Anyway, I got it for 60 bucks. According to the internet, I should have got it for 40, and I'm sure that if I had shopped around I could have gotten a Fender or Fender clone for 40 dollars somewhere. But there was no way I was going to talk this seller down, so this guitar was worth 60 bucks, or at least, it was worth 60 bucks to me, which is all that matters.
When I got it, it was missing an e string and the whole guitar was tuned up 3 or 4 whole steps from where it should have been. Yikes!
In the process of re-stringing and tuning it, I discovered that the tremelo was really throwing everything off. I'm a Les Paul man myself, and I was used to that sweet fixed Tune-o-matic bridge. With the trem, I would get one string in tune and then move on to the next string, which caused the first string to go out of tune, and on, and on, and on. It felt like I was chasing my tail and it took forever to get it in tune.
The combination of the trem and the crummy tuners was driving me crazy. So I opened up the back of my guitar, took a look, and started researching.
My first inclination was to just add more strings to the trem. This would probably have worked with my guitar, but I didn't have any springs on hand, and I was impatient and bored. So I kept looking and I found this video:
If you can't or don't want to watch this video, let me summarize. You tape up and drop in a stack of 5 half dollars to the right of the metal trem block above, and tape and drop in two dimes on the left hand side. Now it can't move back and forth and you have a "fixed" bridge, and the whole thing is easily reversible.
Now note that this guitar in the video is an American Strat with a floating tremelo. My tremelo was NOT a floating trem. With my guitar perfectly tuned, the trem sits and rests on the guitar body, and I cannot stretch the strings, I can only slacken them. So I don't need the "two dimes" part of his fix, because my trem cannot tilt in that direction because it sits flush on the body.
Well, that simplifies matters, doesn't it?
As for the other part of the fix, I didn't have any half-dollars on hand either. And, I reasoned, given that my guitar is made by a completely different manufacturer, I doubt that the clearance levels are the same. So I started going through all of the little blocks and odds and ends in my spare wood collection, trying to find a little hardwood block that would fit.
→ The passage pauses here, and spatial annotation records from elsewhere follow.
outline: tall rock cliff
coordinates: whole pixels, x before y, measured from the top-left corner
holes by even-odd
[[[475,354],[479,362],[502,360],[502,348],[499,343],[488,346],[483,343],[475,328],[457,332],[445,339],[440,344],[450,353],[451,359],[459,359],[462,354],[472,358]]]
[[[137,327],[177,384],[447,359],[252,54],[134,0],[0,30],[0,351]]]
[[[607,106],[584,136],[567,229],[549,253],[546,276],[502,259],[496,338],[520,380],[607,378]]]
Now, on the right side of the trem, if you look carefully, you can see the gap that goes all the way through the body, and then a little wooden lip on the far side of the trem. I started fantasizing about fancy L cut blocks that could fit into that gap perfectly (this is beyond my current level of woodworking skills, but I was fantasizing.) Then I looked a little closer.
Do you see it? The route for the trem is slightly diagonally offset from the trem itself! If I want something that fits along that whole length of the gap, I'm going to need to sand it diagonally if I want a perfect fit. Ooof.
So while I was futzing about with different blocks of wood, considering how to cut them, my wife asked, "why not try a Jenga block?"
I fit it in, drew a line across it, clamped it down to a nearby bench, and started cutting.
I sanded the edges a little bit, just to get the rough bits off from the saw, and firmly pressed it into place.
Now that bridge isn't going anywhere. It stays in tune SO much better. It even sounds better now and has a touch more sustain, which is beautiful. And if I ever want the trem to work again, I can easily get a screwdriver underneath the block to pop it out again.